Para finalizar, é importante lembrar que atualmente o reconhecimento da filiação socioafetiva, até mesmo em multiparentalidade, pode ocorrer de forma extrajudicial, diretamente nos Cartórios de Registro Civil, desde que observadas algumas limitações e regras dispostas nos Provimentos nº 63 e 83 do CNJ.
Escrito por Gabriele Bortolan Toazza (OAB/PR 66.187) – Departamento Cível e Comercial de Cascavel
[1]A decisão pode ser encontrada nas notícias do STJ, o número do acórdão não foi divulgado, por ser segredo de justiça. Disponível em: https://www.stj.jus.br/sites/portalp/Paginas/Comunicacao/Noticias/03112021-Negativa-anterior-de-registro-do-pai-biologico-nao-impede-nova-acao-para-registro-conjunto-de-vinculos-parentais.aspx
[2]SUPREMO TRIBUNAL FEDERAL, RE 898060, Rel. Min. LUIZ FUX, Tribunal Pleno, julgado em 21/09/2016. Disponível em: http://www.stf.jus.br.

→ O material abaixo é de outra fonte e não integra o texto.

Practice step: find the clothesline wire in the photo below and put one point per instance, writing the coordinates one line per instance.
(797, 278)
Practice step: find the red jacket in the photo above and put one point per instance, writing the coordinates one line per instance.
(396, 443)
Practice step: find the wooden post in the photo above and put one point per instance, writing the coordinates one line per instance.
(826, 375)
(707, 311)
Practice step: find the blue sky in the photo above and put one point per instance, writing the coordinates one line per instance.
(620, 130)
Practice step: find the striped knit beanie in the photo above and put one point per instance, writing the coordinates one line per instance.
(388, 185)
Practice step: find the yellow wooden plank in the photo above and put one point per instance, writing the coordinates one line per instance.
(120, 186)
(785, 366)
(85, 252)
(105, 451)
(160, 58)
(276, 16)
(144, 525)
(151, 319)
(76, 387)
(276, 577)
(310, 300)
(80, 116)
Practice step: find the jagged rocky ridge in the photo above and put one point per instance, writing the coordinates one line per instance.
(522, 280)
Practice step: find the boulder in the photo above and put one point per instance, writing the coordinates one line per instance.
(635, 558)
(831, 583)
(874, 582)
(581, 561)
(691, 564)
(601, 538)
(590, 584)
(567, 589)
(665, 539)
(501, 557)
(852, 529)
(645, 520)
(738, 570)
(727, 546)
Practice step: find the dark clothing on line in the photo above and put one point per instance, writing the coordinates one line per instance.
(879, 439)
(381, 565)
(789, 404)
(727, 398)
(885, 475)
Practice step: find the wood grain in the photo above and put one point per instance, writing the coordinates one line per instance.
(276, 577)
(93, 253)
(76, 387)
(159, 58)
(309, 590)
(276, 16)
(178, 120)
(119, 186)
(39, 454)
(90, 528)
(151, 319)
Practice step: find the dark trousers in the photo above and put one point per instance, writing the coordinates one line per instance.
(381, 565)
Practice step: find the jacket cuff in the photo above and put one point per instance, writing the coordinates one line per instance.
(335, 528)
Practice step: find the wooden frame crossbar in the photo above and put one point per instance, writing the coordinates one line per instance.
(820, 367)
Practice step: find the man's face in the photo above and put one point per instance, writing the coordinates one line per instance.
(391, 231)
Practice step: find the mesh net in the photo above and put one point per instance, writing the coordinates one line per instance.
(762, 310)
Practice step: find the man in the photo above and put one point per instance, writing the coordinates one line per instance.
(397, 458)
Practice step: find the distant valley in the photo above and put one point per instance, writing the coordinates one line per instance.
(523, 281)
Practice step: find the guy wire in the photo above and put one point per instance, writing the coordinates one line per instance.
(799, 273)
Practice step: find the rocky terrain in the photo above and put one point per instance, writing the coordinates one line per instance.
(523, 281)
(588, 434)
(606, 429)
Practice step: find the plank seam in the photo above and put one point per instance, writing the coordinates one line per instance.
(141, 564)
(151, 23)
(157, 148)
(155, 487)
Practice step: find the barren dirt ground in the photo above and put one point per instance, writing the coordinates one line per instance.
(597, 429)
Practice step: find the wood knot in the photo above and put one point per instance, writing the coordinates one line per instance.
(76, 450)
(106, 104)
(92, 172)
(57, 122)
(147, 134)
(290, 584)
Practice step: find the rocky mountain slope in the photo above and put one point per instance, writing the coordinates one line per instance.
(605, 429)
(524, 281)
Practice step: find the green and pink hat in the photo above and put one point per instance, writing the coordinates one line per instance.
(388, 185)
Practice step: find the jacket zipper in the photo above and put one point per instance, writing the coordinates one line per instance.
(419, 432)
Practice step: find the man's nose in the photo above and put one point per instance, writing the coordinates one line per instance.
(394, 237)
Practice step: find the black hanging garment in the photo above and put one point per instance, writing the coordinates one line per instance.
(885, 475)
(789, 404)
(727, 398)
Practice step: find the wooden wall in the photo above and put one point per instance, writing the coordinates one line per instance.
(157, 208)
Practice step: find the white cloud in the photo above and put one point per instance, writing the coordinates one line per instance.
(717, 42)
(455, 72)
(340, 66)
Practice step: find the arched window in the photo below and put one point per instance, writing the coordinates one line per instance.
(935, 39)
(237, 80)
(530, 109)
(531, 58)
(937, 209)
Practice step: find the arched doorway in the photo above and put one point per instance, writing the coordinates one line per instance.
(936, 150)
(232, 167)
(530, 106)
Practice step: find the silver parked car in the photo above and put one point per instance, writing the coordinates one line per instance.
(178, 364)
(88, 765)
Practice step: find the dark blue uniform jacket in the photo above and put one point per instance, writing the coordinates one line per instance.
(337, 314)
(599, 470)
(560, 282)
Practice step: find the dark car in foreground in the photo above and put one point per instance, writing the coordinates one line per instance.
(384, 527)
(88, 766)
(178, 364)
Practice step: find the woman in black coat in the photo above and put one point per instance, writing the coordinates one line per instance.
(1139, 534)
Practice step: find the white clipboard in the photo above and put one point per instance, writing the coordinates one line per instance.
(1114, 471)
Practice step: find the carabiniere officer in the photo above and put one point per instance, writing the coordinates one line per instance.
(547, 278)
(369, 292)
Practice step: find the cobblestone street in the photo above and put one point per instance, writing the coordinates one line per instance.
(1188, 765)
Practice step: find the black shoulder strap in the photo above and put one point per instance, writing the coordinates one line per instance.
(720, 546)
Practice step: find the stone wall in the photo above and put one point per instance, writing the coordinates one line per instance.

[3]MACHADO, Priscila Matzenbacher Tibes. Multiparentalidade. In: TEIXEIRA, Ana Carolina Brochado; RIBEIRO, Gustavo Pereira Leite (Coord.). Manual de Direito das Famílias e das Sucessões. 3.ed. Rio de Janeiro: Processo, 2017. p. 321.
[4]SCHREIBER, Anderson. Manual de Direito Civil Contemporâneo. São Paulo: Saraiva, 2018. p. 852.
[5]PORTANOVA, Rui. Ações de filiação e paternidade socioafetiva. Porto Alegre: Livraria do Advogado, 2016. p. 19.
[6]PAIANO, Daniela Braga. A Família Atual e as Espécies de Filiação: Da Possibilidade Jurídica da Multiparentalidade. Rio de Janeiro: Lumen Juris, 2017. p. 64.
[7]PEREIRA, Rodrigo da Cunha. Dicionário de Direito de Família e Sucessões: ilustrado. 2.ed. São Paulo: Saraiva, 2018. p. 525.
[8]VELOSO, Zeno. Direito Civil – Temas. Belém: ANOREG/PA, 2018. p. 213-214.
[9]VELOSO, Zeno. Direito Civil …, p. 211.